Data extracted from the cockpit voice recorder will allow investigators to hear what the pilot and co-pilot were saying in the moments before the airplane crashed, and should include any background noise.

Meanwhile, the second black box, containing the flight data recorder, will provide additional data that may allow investigators to determine the cause of the crash.

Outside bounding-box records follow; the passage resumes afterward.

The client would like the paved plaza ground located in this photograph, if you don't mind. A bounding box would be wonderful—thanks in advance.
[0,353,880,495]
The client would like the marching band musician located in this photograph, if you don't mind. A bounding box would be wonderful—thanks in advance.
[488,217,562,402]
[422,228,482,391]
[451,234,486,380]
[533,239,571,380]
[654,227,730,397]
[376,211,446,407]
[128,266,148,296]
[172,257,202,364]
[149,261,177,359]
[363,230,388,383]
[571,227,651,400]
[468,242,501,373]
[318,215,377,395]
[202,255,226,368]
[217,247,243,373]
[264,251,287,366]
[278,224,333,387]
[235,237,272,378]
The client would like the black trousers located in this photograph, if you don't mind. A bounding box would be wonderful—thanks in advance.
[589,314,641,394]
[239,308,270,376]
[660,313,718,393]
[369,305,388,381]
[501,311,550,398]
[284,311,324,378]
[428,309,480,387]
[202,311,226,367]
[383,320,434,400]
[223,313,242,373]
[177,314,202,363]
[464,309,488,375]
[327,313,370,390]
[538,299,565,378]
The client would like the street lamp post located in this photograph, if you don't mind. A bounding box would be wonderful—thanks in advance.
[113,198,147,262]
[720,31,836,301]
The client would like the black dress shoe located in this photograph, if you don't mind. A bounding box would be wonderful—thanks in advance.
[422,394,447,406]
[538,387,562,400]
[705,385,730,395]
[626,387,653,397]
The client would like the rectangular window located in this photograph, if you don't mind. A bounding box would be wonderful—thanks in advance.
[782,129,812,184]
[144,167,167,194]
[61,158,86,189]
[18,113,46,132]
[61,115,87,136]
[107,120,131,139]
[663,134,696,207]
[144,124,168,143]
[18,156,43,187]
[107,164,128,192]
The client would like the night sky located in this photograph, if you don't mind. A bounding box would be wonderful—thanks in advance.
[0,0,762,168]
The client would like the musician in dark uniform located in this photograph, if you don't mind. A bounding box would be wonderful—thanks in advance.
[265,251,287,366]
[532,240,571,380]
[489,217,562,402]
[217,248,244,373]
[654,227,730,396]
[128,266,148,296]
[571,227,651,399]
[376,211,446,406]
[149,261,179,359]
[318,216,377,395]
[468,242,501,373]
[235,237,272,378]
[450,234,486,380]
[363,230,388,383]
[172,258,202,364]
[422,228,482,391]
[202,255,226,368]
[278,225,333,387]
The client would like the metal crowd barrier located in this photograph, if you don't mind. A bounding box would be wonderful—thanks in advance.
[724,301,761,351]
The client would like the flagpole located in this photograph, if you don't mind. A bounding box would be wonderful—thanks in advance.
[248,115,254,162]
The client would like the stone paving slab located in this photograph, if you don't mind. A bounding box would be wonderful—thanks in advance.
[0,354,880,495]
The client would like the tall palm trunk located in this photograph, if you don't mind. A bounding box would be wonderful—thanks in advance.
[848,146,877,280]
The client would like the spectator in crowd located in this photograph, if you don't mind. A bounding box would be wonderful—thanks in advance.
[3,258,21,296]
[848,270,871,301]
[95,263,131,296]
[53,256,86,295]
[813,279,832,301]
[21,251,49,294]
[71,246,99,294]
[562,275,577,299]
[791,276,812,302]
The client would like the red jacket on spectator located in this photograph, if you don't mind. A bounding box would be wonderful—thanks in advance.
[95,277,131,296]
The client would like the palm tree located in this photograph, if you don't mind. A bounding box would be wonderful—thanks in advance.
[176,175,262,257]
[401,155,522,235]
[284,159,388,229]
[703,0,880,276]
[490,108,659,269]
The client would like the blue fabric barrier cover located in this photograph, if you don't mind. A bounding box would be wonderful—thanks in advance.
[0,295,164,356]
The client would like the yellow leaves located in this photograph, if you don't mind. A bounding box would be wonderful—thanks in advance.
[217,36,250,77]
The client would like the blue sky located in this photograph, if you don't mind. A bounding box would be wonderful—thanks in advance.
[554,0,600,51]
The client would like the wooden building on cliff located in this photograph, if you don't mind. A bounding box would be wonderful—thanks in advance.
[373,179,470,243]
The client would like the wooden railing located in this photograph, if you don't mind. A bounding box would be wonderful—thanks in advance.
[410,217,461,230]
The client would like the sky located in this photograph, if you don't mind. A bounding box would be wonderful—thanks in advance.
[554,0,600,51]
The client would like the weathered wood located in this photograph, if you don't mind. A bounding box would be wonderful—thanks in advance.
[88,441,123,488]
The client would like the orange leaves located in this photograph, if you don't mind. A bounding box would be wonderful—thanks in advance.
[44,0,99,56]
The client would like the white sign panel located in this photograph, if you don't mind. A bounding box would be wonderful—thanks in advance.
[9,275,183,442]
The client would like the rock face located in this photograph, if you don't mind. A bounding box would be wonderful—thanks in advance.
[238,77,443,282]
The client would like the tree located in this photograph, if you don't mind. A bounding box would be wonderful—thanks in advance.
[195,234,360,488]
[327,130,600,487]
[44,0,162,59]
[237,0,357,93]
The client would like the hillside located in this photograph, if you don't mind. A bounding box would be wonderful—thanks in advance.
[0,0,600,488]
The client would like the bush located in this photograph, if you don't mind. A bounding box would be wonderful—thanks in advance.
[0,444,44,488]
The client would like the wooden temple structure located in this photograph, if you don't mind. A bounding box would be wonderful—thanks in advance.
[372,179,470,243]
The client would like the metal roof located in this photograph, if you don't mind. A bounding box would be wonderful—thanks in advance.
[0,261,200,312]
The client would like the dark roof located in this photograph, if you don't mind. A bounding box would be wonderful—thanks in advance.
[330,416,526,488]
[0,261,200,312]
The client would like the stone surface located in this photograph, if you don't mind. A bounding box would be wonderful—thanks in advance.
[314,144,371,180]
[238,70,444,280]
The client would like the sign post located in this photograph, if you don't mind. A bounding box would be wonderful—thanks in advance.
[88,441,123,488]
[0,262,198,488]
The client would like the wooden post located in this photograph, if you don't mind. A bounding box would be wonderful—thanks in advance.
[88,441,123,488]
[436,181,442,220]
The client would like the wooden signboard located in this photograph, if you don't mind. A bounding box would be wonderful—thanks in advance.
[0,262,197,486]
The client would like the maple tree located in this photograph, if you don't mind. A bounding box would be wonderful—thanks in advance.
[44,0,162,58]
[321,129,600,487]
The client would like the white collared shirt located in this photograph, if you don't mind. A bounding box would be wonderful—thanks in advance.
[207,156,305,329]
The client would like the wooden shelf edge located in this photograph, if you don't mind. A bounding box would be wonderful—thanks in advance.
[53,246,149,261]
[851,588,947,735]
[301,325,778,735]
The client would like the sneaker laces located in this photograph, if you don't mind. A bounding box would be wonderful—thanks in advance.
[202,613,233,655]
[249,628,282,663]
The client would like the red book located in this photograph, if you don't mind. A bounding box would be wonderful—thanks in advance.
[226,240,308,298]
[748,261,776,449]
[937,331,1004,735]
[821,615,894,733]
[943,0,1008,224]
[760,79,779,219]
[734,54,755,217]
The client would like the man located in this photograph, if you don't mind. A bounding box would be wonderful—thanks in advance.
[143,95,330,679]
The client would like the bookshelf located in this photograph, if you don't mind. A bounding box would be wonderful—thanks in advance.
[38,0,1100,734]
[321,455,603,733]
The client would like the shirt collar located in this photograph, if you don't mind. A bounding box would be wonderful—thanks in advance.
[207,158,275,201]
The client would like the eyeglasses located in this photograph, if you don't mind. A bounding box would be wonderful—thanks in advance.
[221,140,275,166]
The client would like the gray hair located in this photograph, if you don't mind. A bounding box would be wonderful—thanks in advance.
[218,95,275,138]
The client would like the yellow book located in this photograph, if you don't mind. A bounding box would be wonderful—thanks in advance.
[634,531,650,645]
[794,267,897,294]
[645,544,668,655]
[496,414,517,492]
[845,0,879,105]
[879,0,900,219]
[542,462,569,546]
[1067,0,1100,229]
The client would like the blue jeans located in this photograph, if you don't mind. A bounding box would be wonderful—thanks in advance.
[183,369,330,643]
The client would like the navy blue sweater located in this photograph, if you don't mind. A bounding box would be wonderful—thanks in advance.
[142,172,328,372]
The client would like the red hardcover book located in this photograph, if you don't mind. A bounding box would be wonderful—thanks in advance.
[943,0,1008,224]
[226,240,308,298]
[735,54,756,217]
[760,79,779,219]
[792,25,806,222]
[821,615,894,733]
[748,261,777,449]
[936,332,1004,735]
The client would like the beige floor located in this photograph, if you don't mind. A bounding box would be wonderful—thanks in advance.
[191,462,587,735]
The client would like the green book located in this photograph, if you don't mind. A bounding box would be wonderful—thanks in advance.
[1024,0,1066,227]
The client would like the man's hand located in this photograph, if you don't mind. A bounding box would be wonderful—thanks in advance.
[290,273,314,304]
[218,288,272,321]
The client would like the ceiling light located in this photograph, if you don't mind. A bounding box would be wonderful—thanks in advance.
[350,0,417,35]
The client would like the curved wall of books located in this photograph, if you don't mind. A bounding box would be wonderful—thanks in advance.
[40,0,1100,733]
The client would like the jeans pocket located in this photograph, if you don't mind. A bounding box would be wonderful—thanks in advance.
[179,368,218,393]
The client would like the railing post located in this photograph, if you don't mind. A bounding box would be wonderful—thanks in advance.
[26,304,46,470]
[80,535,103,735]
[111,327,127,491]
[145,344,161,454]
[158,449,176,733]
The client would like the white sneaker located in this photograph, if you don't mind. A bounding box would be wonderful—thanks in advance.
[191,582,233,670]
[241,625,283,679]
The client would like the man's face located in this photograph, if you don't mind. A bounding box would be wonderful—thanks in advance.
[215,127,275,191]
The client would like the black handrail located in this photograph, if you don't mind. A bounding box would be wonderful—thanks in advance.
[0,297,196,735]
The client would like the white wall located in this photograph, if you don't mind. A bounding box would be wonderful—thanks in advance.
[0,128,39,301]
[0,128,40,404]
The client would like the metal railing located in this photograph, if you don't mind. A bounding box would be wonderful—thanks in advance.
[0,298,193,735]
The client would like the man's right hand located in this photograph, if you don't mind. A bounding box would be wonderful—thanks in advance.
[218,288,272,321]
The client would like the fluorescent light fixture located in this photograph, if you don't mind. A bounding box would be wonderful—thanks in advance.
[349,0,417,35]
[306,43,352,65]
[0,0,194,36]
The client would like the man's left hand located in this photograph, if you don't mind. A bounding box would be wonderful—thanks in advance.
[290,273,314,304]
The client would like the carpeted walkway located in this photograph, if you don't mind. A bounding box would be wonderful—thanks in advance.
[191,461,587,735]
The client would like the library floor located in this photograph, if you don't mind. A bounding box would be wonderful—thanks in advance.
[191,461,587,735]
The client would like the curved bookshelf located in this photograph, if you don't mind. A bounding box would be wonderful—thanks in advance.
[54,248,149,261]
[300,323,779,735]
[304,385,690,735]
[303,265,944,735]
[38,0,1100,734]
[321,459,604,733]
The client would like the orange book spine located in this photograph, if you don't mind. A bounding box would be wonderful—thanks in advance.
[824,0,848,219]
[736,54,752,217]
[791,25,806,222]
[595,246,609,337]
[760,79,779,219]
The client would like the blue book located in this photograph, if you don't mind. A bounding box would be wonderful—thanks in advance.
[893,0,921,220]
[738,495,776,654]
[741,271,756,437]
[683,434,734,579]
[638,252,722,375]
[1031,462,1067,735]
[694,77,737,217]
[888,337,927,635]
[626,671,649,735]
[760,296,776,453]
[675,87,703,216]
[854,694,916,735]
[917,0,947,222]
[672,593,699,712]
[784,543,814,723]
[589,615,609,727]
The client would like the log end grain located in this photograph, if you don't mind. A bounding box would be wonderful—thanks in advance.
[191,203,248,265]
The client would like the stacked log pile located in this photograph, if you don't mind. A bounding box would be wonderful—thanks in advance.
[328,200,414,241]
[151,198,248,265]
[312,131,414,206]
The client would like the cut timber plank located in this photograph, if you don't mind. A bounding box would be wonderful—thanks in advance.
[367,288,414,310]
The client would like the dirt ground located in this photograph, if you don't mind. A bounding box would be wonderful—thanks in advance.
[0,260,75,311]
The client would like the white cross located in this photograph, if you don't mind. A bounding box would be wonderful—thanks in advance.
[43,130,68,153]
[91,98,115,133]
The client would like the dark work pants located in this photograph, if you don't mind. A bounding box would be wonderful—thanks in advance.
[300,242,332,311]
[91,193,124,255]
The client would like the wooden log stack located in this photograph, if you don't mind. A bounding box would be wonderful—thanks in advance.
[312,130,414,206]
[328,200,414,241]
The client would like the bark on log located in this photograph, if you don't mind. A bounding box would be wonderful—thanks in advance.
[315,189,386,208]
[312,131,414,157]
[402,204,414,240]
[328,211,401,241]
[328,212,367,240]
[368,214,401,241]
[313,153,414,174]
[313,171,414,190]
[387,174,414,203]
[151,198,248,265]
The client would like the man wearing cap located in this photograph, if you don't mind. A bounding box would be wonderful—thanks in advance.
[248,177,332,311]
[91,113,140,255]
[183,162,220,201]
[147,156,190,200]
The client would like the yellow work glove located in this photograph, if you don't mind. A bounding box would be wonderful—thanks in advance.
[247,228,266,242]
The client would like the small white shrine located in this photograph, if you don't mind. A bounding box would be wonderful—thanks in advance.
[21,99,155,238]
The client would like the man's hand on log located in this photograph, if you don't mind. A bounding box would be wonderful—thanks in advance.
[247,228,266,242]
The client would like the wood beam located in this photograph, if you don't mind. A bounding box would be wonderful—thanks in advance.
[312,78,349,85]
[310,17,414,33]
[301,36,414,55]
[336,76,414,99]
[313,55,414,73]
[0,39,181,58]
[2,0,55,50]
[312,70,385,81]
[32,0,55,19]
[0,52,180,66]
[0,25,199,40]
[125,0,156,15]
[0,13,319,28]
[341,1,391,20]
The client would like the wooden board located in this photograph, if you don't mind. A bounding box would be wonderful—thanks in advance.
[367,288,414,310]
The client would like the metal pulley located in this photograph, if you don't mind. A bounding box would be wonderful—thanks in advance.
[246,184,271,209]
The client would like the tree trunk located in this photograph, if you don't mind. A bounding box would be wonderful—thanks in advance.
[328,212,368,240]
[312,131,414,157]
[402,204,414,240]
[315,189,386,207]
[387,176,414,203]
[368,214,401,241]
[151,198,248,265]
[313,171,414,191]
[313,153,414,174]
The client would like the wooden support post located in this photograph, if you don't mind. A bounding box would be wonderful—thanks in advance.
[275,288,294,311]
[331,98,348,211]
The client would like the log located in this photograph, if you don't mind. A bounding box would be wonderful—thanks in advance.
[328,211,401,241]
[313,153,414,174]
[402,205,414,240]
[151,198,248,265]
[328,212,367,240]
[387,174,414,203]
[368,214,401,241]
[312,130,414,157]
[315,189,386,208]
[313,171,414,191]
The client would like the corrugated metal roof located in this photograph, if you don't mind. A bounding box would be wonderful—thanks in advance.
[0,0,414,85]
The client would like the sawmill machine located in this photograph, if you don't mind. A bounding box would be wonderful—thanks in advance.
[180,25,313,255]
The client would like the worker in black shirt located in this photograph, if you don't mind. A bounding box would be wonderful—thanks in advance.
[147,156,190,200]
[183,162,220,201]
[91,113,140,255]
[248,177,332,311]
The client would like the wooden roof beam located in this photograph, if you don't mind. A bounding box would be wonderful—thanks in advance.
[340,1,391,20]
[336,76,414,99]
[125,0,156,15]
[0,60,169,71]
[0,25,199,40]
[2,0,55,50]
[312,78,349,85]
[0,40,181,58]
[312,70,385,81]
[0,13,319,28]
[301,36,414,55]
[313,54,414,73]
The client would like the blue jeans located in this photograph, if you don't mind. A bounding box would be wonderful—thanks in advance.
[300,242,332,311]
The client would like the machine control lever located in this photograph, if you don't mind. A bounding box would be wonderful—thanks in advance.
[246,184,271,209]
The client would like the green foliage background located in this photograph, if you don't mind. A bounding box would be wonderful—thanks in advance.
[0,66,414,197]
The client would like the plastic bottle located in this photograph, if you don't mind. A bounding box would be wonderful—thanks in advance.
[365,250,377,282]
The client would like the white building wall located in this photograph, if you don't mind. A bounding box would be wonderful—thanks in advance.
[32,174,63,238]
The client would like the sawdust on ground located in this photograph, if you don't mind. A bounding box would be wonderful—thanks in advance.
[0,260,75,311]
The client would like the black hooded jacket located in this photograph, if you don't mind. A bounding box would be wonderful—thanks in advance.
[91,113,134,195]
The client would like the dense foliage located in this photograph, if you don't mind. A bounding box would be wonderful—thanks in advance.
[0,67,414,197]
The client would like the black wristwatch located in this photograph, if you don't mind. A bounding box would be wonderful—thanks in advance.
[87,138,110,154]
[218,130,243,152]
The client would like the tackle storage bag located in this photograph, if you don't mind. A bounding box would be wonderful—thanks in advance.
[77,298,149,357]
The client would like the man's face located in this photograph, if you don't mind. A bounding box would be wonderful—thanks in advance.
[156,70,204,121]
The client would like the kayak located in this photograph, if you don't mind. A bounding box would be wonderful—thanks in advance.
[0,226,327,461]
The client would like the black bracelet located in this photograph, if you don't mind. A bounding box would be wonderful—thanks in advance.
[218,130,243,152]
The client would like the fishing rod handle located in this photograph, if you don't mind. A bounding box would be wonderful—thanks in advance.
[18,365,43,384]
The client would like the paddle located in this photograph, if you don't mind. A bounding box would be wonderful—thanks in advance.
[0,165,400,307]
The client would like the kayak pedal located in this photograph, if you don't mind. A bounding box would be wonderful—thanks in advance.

Flight MS804 vanished at 2:30AM Cairo time on May 19. The passenger plane was carrying 66 people from Paris to Cairo and ”vanished” moments after entering Egyptian airspace. Terrorism and mechanical failure are among the possibilities being explored by the investigative committee.

On Thursday, Egyptian Prime Minister Sherif Ismail issued a decree officially declaring the plane’s passengers deceased, while EgyptAir chairman Safwat Mosallam announced that the airline will be allocating a “temporary” compensation of USD 25,000 to each family of the plane’s victims.